A lot of “free speech” platforms box themselves into a corner by declaring themselves “free speech” platforms while intending that to mean they won’t ban users for mild wrongthink, but then white supremacists show up, and if they get banned then they start causing a massive shitstorm over the fact that the platform isn’t truly supporting free speech. Then they drive out all the normal people who don’t want to be associated with them and the platform is forced to shutdown.
Then you have morons like Tim Pool who will endlessly attack “free speech” platforms if they ban white supremacists.
smooth_tea@lemmy.world 3 months ago
Oh right, so you were talking about the content, that’s not what I understood under “frontend”. Thanks for clearing it up.
I don’t have any experience with the platform, so I’m not in a position to judge their decisions, but it’s always tricky when you present yourself as censor free. There’s things you obviously don’t want on your service, but if it falls within the legal realm, it is no longer a matter of “will we block Nazi material” but whether from that point onward you start taking a moral and political stance.
Things get incredibly tricky and cumbersome if you choose that route, not just from an administrative perspective but also technically. I can understand why the people who operate the platform would prefer to primarily use legality as a deciding factor, as not every ideological issue that you open yourself up to if you take the other route is as straightforward as fascism.

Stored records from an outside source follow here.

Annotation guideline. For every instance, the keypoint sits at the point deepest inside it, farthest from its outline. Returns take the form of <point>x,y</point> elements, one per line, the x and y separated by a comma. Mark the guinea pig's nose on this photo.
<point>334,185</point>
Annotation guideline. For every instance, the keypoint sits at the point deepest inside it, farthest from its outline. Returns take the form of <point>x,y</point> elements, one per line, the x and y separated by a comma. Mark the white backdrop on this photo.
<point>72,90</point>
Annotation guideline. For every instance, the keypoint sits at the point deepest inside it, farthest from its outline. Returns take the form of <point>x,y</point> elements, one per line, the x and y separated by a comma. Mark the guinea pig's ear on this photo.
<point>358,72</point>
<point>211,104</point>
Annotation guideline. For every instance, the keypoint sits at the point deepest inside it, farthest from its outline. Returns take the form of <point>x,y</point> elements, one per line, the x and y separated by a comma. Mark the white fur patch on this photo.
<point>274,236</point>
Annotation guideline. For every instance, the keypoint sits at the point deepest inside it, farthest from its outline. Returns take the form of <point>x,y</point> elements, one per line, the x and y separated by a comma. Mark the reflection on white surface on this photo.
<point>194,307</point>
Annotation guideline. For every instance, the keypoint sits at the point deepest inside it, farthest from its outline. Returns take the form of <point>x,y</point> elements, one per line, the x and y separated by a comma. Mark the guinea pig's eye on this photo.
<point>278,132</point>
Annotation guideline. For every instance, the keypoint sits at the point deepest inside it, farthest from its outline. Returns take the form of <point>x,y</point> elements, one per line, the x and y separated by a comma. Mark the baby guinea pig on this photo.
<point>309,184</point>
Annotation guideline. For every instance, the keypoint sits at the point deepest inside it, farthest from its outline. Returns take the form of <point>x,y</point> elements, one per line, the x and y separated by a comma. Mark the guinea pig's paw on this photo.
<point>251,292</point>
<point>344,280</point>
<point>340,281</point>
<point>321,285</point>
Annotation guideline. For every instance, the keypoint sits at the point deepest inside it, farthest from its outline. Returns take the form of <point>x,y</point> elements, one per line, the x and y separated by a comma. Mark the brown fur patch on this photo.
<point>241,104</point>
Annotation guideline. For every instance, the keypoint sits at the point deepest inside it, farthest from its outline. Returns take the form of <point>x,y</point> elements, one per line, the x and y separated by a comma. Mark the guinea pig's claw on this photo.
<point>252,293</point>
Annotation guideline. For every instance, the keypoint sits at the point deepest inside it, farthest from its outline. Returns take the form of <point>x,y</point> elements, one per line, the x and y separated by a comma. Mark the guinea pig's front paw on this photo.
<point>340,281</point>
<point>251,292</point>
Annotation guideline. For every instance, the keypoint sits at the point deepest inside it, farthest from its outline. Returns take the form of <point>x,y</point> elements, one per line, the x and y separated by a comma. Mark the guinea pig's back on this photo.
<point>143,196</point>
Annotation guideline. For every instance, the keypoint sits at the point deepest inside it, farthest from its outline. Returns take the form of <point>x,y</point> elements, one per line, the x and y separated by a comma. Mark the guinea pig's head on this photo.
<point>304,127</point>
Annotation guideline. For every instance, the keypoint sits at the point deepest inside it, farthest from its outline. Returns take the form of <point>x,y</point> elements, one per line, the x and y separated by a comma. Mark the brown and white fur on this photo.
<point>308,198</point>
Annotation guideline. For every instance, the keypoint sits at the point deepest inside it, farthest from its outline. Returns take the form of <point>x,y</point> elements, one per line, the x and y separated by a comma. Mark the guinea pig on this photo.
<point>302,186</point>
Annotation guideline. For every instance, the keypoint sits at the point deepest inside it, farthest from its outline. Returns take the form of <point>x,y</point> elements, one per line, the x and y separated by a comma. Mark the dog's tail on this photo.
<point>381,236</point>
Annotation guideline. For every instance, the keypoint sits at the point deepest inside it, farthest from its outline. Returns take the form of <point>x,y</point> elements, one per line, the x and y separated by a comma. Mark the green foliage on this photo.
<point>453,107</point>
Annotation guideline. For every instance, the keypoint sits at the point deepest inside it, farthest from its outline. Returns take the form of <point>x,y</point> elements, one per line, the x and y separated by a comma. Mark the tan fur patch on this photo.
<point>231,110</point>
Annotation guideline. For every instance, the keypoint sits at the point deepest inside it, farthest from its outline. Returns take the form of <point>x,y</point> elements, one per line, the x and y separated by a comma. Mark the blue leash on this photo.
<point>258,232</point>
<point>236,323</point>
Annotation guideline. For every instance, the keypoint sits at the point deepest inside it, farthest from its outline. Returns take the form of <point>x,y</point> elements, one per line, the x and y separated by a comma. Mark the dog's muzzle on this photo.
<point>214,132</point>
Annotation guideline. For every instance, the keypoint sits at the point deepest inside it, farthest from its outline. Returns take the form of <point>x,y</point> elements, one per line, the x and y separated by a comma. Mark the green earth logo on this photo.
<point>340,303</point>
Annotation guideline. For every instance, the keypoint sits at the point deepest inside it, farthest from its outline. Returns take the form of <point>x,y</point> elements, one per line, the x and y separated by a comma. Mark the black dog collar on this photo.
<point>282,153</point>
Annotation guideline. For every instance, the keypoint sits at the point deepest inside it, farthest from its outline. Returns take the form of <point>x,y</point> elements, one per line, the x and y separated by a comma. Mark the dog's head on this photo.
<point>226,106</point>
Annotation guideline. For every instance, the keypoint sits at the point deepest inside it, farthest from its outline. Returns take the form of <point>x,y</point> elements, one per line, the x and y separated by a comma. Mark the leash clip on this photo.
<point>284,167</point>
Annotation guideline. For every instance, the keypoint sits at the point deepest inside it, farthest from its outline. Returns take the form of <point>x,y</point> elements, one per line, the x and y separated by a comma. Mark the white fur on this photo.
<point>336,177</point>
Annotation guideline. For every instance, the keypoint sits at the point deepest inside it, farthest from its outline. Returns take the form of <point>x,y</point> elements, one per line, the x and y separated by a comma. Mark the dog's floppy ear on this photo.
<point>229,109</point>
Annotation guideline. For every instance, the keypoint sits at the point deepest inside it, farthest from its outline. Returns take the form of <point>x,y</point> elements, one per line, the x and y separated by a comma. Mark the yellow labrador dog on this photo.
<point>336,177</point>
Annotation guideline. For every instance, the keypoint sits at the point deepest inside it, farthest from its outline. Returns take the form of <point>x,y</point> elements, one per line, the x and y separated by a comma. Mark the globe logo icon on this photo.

0laura@lemmy.world 3 months ago
the ideal path would be to censor nazi stuff on their frontend and also support others making their own frontends. that way they’re truly free speech, everyone can use the backend, but they don’t promote the bad shit
ArchRecord@lemm.ee 3 months ago
This is exactly what they should have done, and one of the main reasons I got annoyed with them. There was one single public RPC endpoint for the LBRY blockchain that was publicly available. one. (and then it went down shortly after I found it)
Compared to other blockchain-based systems, with tons of free public RPCs (click on the arrow below Ethereum Mainnet), LBRY was absolutely terrible.
It meant there was almost no tooling or resources for any developers to start their own site, and essentially killed the very idea of doing so.
Compare that to something like Lemmy or Mastodon, where I’ve personally seen numerous different moderation policies on different instances, and Odysee just stopped feeling like a good alternative to YouTube.